Voters in New York City go to the polls Tuesday to choose their next mayor, and it appears all but certain that they'll elect Bill de Blasio, the city's public advocate.

The Democrat has built a wide lead in the polls by distancing himself from the incumbent mayor, billionaire Michael Bloomberg. In fact, de Blasio has made income inequality the central issue of his campaign, name-checking the Charles Dickens novel A Tale of Two Cities dozens of times at debates and stump speeches.

"It always falls back to, 'It's a tale of two cities,' " Republican candidate Joe Lhota complained in a recent interview with MSNBC. "There's nothing more divisive than saying we are two cities, whether it's rich versus poor, black versus white."

But de Blasio won't back down. "There's nothing divisive about acknowledging the struggle that so many New Yorkers face.

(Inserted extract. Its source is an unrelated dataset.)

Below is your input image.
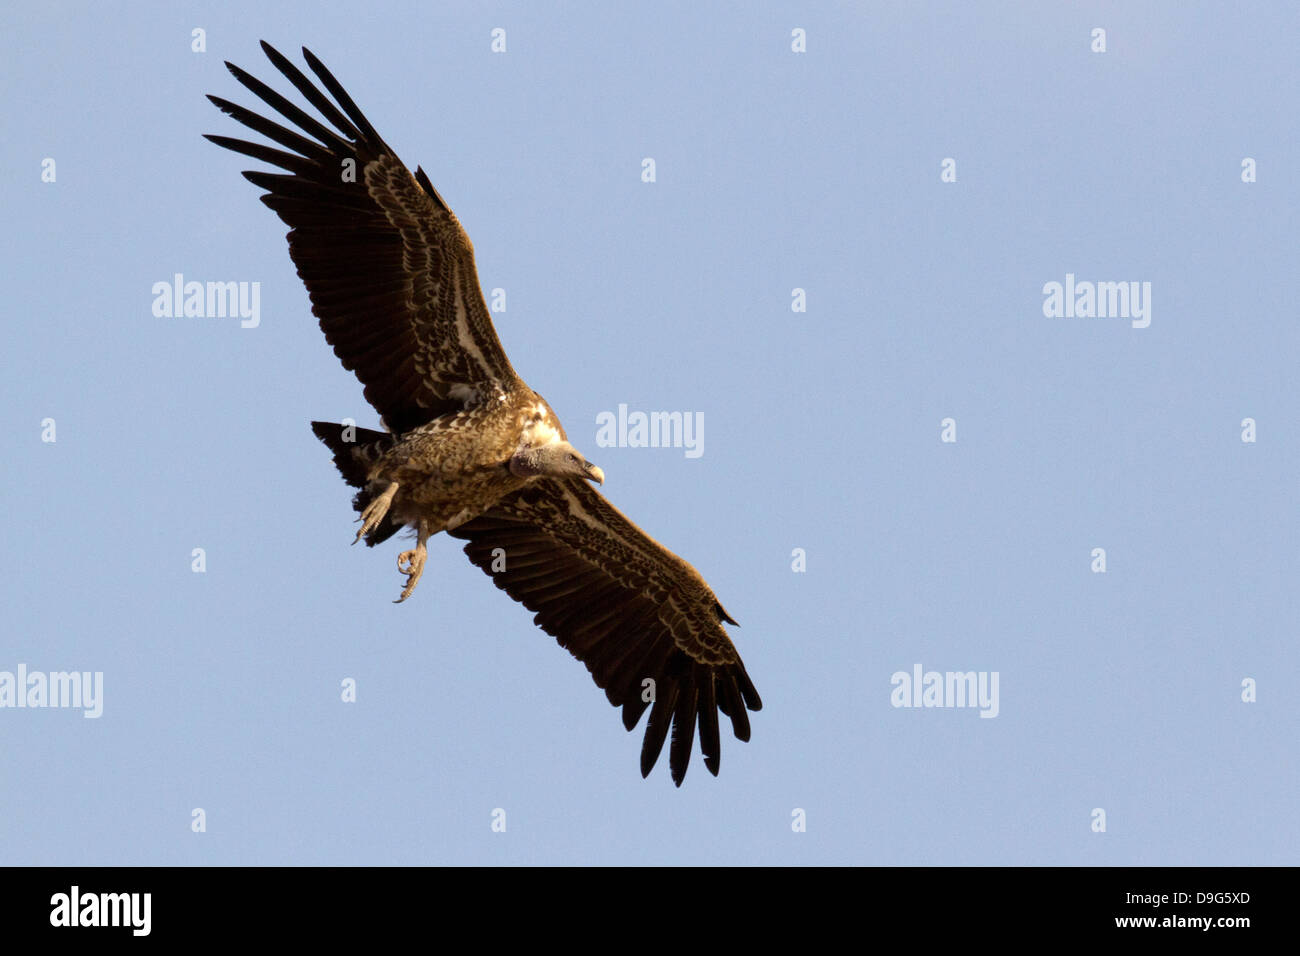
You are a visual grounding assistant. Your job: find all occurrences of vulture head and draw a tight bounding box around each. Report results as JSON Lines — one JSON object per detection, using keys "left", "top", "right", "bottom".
{"left": 510, "top": 441, "right": 605, "bottom": 485}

It's not class warfare," de Blasio said in a speech last month to a group of business leaders. "It's arithmetic. And it's reality."

For the stock market and the real estate business, these have been the best of times, or pretty close. But de Blasio argues those gains haven't been spread equally among all New Yorkers, including the record number of 50,000 people in the city who are homeless.

De Blasio has been eager to emphasize his differences with outgoing mayor Bloomberg. De Blasio lives in Brooklyn, where he sends his children to public school; Bloomberg is one of the richest men in the country, who used his personal fortune to win three terms in office — first as a Republican, later as an independent. And Bloomberg did his best to make the wealthy feel welcome in New York.

"If we could get every billionaire around the world to move here, it would be a godsend," Bloomberg said in September during his weekly radio interview on WOR.

"They're the ones that spend a lot of money in the stores and restaurants and create a big chunk of our economy," Bloomberg said. "And we take tax revenues from those people to help people throughout the entire rest of the spectrum."

“ Great as New York is, it is not actually the federal government.